ST ANDREWS, Scotland (Reuters) - When Louis Oosthuizen walks on to the first tee at St Andrews on Thursday, memories of his 2010 British Open victory at the Home of Golf will come flooding back as he bids for a repeat performance.The South African led over the final 48 holes at the Old Course five years ago, blowing away the rest of the field to win the Open by seven shots.”It’s great to be back here,“ Oosthuizen told reporters on Tuesday. ”The biggest memory was I think on Monday walking down 18, seeing the grandstands and remembering that moment walking in 2010 on the Sunday afternoon.
”It will give me the confidence knowing what I’ve done here and that I can play this golf course. But you still need to go out and make a good score, play good golf around this track.
“If you’re not going to be driving the ball well you’re going to find a few pot bunkers and you’re going to make mistakes. You’re going to make bogeys,” said Oosthuizen.
The 32-year-old is in good form having tied for second place at the U.S. Open last month.
For a stunning seven-hole stretch Oosthuizen felt the buzz of major championship battle for the first time in years as he finished four-under-par, one stroke behind winner Jordan Spieth.
After a messy run of three consecutive bogeys early in the final round at Chambers Bay, he piled up six birdies over the closing holes including five in a row from the 12th.
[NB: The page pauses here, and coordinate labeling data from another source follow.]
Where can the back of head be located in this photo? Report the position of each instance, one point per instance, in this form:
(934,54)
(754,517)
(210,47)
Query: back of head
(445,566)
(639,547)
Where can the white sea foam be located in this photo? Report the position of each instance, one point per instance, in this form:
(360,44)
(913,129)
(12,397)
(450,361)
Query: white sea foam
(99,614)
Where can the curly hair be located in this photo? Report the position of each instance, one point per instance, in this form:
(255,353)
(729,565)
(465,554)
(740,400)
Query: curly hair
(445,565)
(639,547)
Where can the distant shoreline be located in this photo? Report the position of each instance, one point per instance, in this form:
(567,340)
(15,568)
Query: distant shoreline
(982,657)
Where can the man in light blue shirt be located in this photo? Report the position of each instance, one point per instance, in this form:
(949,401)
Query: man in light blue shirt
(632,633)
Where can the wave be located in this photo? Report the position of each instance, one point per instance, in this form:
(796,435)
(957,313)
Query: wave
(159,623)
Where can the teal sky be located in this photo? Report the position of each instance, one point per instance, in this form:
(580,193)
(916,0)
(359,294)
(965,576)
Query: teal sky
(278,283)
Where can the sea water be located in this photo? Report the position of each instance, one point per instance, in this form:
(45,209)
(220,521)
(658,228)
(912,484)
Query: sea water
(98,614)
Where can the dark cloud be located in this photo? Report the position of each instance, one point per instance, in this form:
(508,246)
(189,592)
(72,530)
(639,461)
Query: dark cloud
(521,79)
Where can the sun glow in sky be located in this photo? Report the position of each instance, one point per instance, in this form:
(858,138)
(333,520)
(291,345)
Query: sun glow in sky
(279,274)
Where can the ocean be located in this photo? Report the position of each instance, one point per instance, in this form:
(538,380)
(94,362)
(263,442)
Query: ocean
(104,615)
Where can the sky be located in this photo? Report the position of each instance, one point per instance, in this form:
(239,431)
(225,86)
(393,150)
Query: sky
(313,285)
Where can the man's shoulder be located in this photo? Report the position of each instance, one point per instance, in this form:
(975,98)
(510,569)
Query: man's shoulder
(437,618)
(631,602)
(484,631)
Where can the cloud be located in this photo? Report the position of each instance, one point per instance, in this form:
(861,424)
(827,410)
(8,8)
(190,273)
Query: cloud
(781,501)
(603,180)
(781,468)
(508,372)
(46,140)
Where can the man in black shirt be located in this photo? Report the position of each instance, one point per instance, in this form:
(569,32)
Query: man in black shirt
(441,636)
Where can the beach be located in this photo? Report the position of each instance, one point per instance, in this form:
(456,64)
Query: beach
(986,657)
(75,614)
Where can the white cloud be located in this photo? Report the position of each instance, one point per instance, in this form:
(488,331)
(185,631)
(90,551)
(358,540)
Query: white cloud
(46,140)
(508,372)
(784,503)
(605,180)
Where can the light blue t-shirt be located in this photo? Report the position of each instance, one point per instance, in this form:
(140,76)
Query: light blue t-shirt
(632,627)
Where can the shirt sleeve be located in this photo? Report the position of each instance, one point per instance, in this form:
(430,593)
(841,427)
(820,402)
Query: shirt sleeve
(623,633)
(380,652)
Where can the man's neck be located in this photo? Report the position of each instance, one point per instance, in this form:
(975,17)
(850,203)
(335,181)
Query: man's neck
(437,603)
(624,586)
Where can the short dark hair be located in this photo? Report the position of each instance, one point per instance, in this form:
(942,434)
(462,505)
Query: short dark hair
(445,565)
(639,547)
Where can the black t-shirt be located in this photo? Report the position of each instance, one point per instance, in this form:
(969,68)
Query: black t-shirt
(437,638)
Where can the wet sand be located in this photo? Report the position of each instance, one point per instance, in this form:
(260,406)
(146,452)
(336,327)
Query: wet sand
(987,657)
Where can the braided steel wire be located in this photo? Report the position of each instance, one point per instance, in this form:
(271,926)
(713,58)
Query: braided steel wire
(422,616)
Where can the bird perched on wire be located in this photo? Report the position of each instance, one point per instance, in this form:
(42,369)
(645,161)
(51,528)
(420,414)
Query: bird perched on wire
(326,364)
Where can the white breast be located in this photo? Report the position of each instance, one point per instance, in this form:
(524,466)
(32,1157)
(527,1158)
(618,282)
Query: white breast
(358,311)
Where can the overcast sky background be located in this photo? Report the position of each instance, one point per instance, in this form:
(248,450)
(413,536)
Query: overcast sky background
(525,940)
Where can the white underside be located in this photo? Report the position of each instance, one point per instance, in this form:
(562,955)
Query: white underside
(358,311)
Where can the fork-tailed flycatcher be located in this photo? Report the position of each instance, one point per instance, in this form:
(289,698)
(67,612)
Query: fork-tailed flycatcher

“I needed to prove to myself to get in that situation of trying to win a major again and the back nine to me was so much fun,” said Oosthuizen who will partner former world number one Tiger Woods and Australian Jason Day in Thursday’s opening round.
”I was making putts from everywhere. I just needed to prove to myself that when I get in that situation again, I can handle it and I can still hit good shots.
“I wasn’t nervous coming down the end there. I was excited on every shot. I like to be in that situation. I think everyone does.”